Harman Opens New Engineering Facility

Following a recent announcement of "diminished expectations" for the near future (see previous story) and a shakeup of upper management---in which Consumer Group marketing honcho Tom Jacoby was put out to pasture and audio guru Floyd Toole was promoted to senior vice president of acoustic and transducer engineering---Harman International Industries has put the finishing touches on a new 10,000-square-foot audio laboratory. At company headquarters in Northridge, CA, north of Los Angeles, the laboratory includes a 10,000-cubic-foot anechoic chamber for testing and measuring loudspeakers, and a multichannel room with computer-controlled, hydraulically operated platforms for positioning front left, center, and right speakers (a reviewer's dream!).

Another innovative feature is a bank of keypads through which listeners can feed back their impressions to engineers. These impressions are logged into a database that is used to optimize the performance of systems under development. Listeners include both experts and non-experts, company spokesmen explained. The lab also has three smaller rooms, from 2000 sq. ft. to 4500 sq. ft., for speaker evaluation.

While conducting a press tour of the new facility, company founder Dr. Sidney Harman described the lab as "evidence of his company's commitment to the future of the industry." Acknowledging currently sluggish sales---which he attributed to the Asian economic slump---Dr. Harman expressed his confidence in the fundamental strength of the industry, calling present circumstances a "difficult passage."

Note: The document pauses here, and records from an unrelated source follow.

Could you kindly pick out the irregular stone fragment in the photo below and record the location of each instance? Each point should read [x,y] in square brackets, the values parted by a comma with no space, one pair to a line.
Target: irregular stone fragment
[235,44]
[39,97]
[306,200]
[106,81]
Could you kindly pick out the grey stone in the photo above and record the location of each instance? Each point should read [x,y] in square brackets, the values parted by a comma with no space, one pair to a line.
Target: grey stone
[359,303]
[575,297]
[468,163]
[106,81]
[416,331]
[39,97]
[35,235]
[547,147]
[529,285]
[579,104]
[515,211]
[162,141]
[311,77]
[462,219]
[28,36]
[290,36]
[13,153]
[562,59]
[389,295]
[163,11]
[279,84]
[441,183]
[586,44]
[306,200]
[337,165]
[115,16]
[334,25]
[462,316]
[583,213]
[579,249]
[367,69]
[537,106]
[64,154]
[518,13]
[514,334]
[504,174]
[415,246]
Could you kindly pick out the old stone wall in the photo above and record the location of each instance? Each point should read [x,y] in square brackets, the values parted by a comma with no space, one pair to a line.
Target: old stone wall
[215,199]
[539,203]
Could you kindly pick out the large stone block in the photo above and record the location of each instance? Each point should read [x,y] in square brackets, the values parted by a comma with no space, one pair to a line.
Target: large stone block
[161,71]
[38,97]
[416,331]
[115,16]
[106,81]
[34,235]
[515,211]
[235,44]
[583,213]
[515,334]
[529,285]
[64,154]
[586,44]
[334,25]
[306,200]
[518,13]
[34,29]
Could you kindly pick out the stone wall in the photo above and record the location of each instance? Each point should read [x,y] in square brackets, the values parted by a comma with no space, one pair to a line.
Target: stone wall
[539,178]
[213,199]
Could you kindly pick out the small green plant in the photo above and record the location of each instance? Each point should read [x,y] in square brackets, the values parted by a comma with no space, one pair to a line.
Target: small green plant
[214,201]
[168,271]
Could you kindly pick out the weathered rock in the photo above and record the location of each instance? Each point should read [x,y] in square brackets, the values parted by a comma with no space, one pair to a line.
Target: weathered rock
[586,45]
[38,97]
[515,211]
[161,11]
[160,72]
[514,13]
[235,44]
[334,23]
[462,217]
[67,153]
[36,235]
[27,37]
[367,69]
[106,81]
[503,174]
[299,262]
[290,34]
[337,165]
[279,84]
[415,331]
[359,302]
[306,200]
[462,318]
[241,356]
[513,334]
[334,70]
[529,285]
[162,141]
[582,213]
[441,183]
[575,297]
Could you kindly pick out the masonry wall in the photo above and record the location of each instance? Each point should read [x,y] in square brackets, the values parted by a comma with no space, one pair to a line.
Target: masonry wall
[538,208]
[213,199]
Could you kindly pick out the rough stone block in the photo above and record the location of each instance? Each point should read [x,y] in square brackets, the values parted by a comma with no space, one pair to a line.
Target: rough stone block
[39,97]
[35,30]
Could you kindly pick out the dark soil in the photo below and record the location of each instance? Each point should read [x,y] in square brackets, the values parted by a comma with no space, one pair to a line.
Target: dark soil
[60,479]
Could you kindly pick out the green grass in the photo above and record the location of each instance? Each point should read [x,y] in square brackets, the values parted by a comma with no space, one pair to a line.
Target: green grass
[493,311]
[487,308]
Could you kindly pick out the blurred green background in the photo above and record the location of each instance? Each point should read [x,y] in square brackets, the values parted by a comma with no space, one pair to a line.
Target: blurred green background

Harman, which reportedly did $1.47 billion in business last year, is planning two new additions to its top-end Infinity brand of loudspeakers. The Omega line will hit the market later this summer, and the Delta line will arrive sometime this fall. Harman is also making a major push into auto sound, said Loudspeaker Group president Dennis Brown. The company does more than half its business outside the US, he said, calling JBL the "number one" loudspeaker in Germany, China, and Japan.